Le sort du forçat est moins triste".
Bien avant 1900, un nouveau personnage apparaît dans les campagnes : le photographe ambulant. Bien entendu les humoristes ne manquèrent pas d'exploiter ce filon.
- - Une fille de ferme, qui vient poser, a pris soin de serrer le bas de sa jupe avec un cordon, parce qu'on lui a dit que le photographe la verrait la tête en bas.
- - "Combien qu'ça coûtera pour photographier mes enfants, demande une paysanne.
- Dix francs, la douzaine, lui répond le photographe.
- Alors, il faudra attendre au moins deux ans, car vous voyez, je n'en ai encore que neuf !..."

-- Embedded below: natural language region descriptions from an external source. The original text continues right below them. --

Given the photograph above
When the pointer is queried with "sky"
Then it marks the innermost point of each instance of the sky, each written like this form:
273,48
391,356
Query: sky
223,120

De même que les "paysanneries", les scènes militaires, déjà largement exploitées au Café-Concert au début du siècle, ont excité la verve des caricaturistes :
- - Un sergent se fâche parce qu'on lui propose de "se faire faire en dégradé".
- - Un chasseur à cheval, qui, après avoir posé en grande tenue, demande une douzaine d'épreuves, dont six en petite tenue de corvée."
- - Un cuirassier qui se fait photographier en buste et demande ensuite où sont ses éperons.
Un tourlourou pose ses conditions (Le Petit Journal pour rire - 1878) :
- "Je voudrais que vous me tiriez, dit-il au photographe, que je soye une main sur la poignée de mon sabre, et l'autre censément lire une lettre du pays où Germaine me marque qu'elle se porte bien, que ses sentiments sont toujours les mêmes et qu'elle désire que je lui marque la réciproque, dont c'est mon intention relatif"
On a depuis longtemps coutume de dire qu'en France tout finit par des chansons. Rien mieux que la chanson, paraît-il, ne reflète plus exactement notre caractère et notre esprit. Cette formule, qui nous fait tant honneur, est certainement justifiée. Pourtant il est chez nous un autre épilogue à la plupart des évènements de notre histoire, quel que soit leur caractère, c'est la caricature. On vient de voir, dans cette trop courte promenade rétrospective, que la photographie n'a pas échappé à sa souriante causticité. N'était-ce pas déjà pour la photographie naissante un brevet de résussite ?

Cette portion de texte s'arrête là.